# CTF Crypto - Stream Cipher Attacks

LFSR, RC4, and XOR-based stream cipher attacks. For block cipher attacks (AES, padding oracle, MAC forgery), see [modern-ciphers.md](modern-ciphers.md).

## Table of Contents
- [LFSR Stream Cipher Attacks](#lfsr-stream-cipher-attacks)
  - [Berlekamp-Massey Algorithm](#berlekamp-massey-algorithm)
  - [Correlation Attack](#correlation-attack)
  - [Known-Plaintext on LFSR Keystream](#known-plaintext-on-lfsr-keystream)
  - [Galois vs Fibonacci LFSR](#galois-vs-fibonacci-lfsr)
  - [Common LFSR Lengths and Polynomials](#common-lfsr-lengths-and-polynomials)
  - [Galois LFSR Tap Recovery via Autocorrelation (BSidesSF 2026)](#galois-lfsr-tap-recovery-via-autocorrelation-bsidessf-2026)
- [RC4 Second-Byte Bias Distinguisher (Hackover CTF 2015)](#rc4-second-byte-bias-distinguisher-hackover-ctf-2015)
- [XOR Consecutive Byte Correlation Attack (Defcamp 2015)](#xor-consecutive-byte-correlation-attack-defcamp-2015)
- [Fibonacci Stream Cipher Position-Shifting Oracle (EKOPARTY 2017)](#fibonacci-stream-cipher-position-shifting-oracle-ekoparty-2017)
- [Z3 Constraint Solving for Custom Stream Ciphers (Tokyo Westerns 2017)](#z3-constraint-solving-for-custom-stream-ciphers-tokyo-westerns-2017)

---

## LFSR Stream Cipher Attacks

Linear Feedback Shift Registers generate keystreams from an initial state and feedback polynomial. Common in CTF crypto challenges and lightweight/custom ciphers.

**Detection:** Look for bit-level operations (XOR, shift, AND with tap mask), short repeating keystreams, or challenge descriptions mentioning "stream cipher", "LFSR", "shift register", or "linear recurrence".

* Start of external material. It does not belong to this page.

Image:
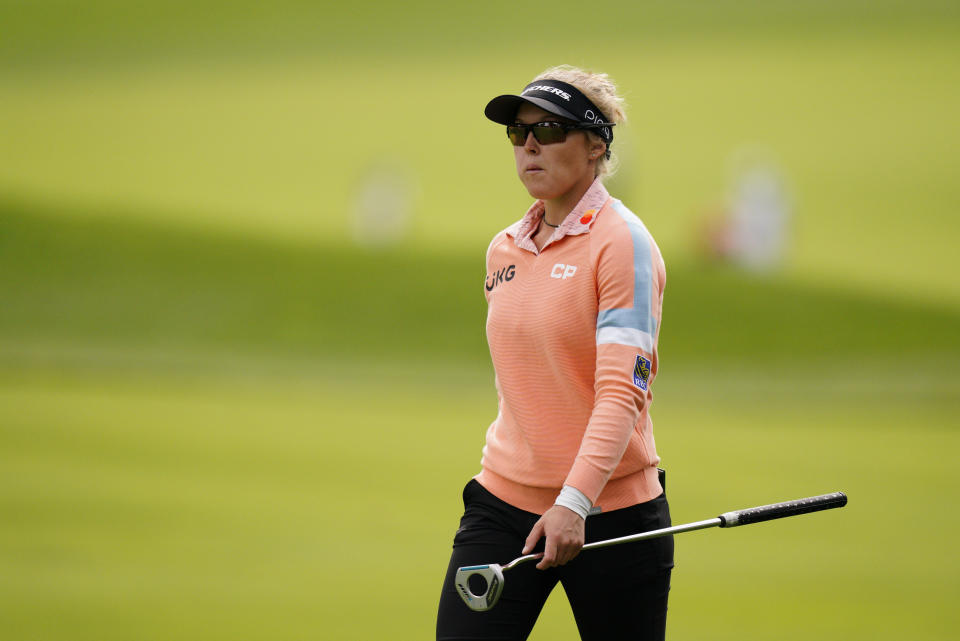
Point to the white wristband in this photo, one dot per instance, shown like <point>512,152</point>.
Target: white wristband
<point>573,499</point>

### Berlekamp-Massey Algorithm

**Pattern:** Given a portion of known keystream (from known plaintext XOR), recover the minimal LFSR that generates it. Once you have the feedback polynomial and state, predict all future (and past) output.

**Key insight:** Berlekamp-Massey finds the shortest LFSR producing a given sequence in O(n^2). If you have 2L consecutive keystream bits (where L is the LFSR length), you can fully recover the LFSR.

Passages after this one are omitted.